Is post-mastectomy augmentation safe?

In a mastectomy, surgeons will carefully remove not only any tumors or cancerous tissue, but any other breast tissue that could potentially develop cancer later. This can actually make augmentation a simpler process than it is for women who already have all their breast tissue; instead of having to fit the implant into the existing tissue (and skin), surgeons can simply shape and fill the implant to perfectly match your old breasts, or perhaps send you up a cup size or two if you weren't completely satisfied with your pre-mastectomy breasts.

Breast augmentation is one of the most common surgical procedures performed, and there are a number of plastic and reconstructive surgeons who specialize in post-mastectomy augmentations.
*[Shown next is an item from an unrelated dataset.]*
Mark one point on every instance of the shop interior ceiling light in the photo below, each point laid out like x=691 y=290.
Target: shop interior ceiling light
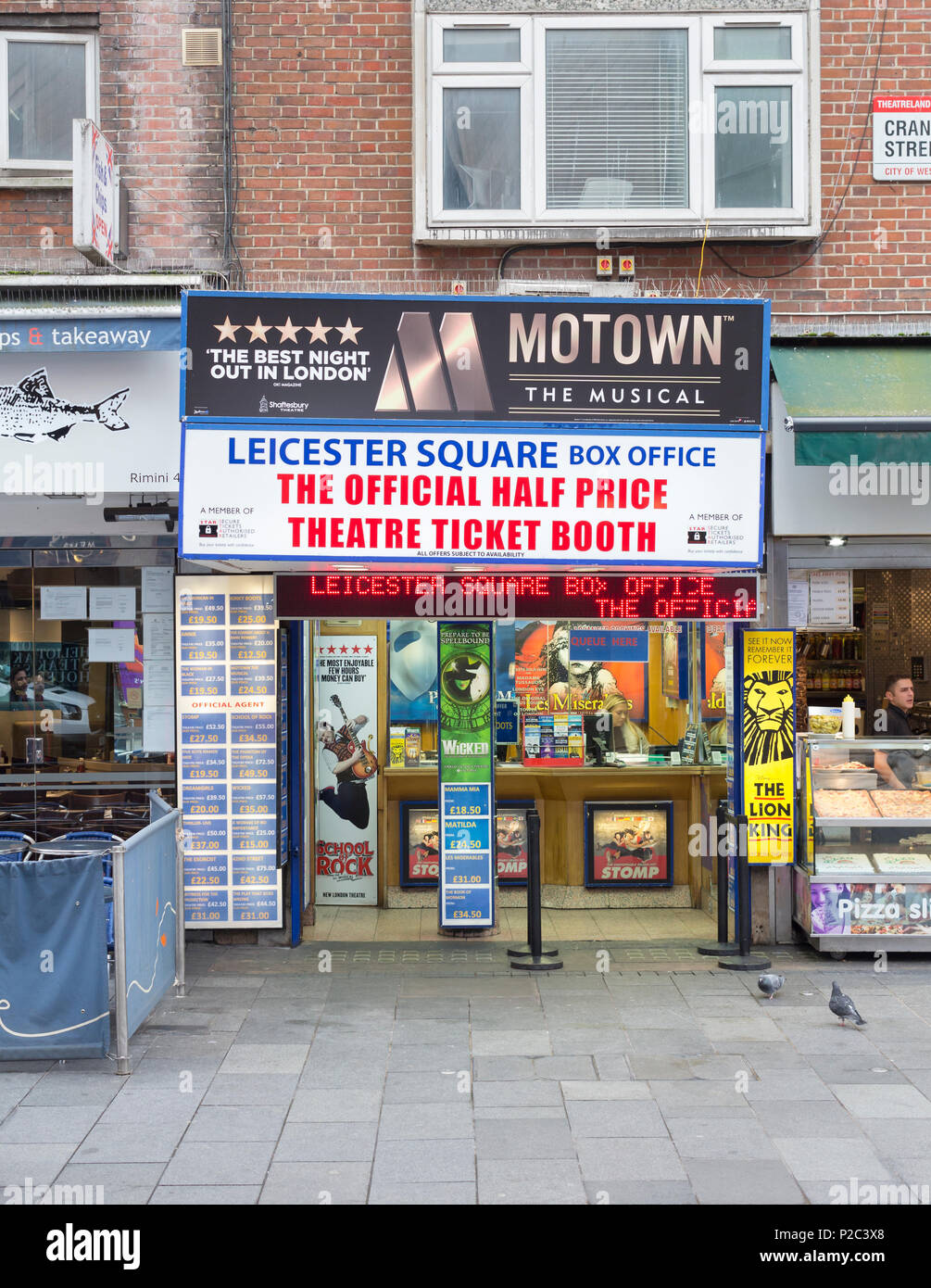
x=147 y=511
While any surgical procedure that requires you to go under general anesthesia carries some risk, augmentation (even post-mastectomy augmentation) is no more inherently dangerous than any other type of cosmetic procedure, as long as your oncologist has given you the go-ahead to proceed. 

How long will you need to wait after your mastectomy to have augmentation surgery?

Although living without breasts for an extended period of time before seeking reconstructive surgery can seem like it's adding insult to injury, it's important to ensure that you're in good enough shape to undergo this surgery before proceeding. Implanting saline or silicone breasts into a body that has been weakened by chemotherapy and radiation can increase your risk of rejecting the implants or facing other complications that can slow your recovery. By waiting until you've healed from cancer treatments, you'll be able to significantly minimize your odds of any bumps in the road on the path to your new and improved breasts.

The length of time between mastectomy and reconstruction can vary, and your oncologist and cosmetic surgeon are always the best professionals to provide you with an individualized opinion, but in general, you'll want to wait 6 to 12 months after your mastectomy if you've had any additional cancer treatment. If your mastectomy was prophylactic instead, you can opt for immediate reconstruction performed at the same time as your mastectomy.

Will your health insurance pay for this type of augmentation?

In most cases, breast augmentation is considered an elective cosmetic procedure and won't be covered by most health insurance policies. However, post-mastectomy augmentation is classified as reconstructive surgery and may be covered by your health insurance to the same extent as your other cancer-related treatments. Before seeking this surgery, you'll want to obtain the necessary pre-approvals from your insurance company to ensure you're not surprised with a hefty bill after the procedure has already taken place. 

Could augmentation complicate future cancer treatments?

If your cancer has been eradicated but your odds of reoccurrence are higher than you'd like, you may be concerned that having your breasts reconstructed could complicate future breast cancer treatments. However, once your reconstruction is complete and you've fully recovered from the surgery, you're unlikely to face any more complications when seeking future cancer treatment than women without breast implants. Indeed, the way each implant spreads your breast skin and remaining tissue can actually make mammograms and CT scans easier, providing doctors with a clearer view.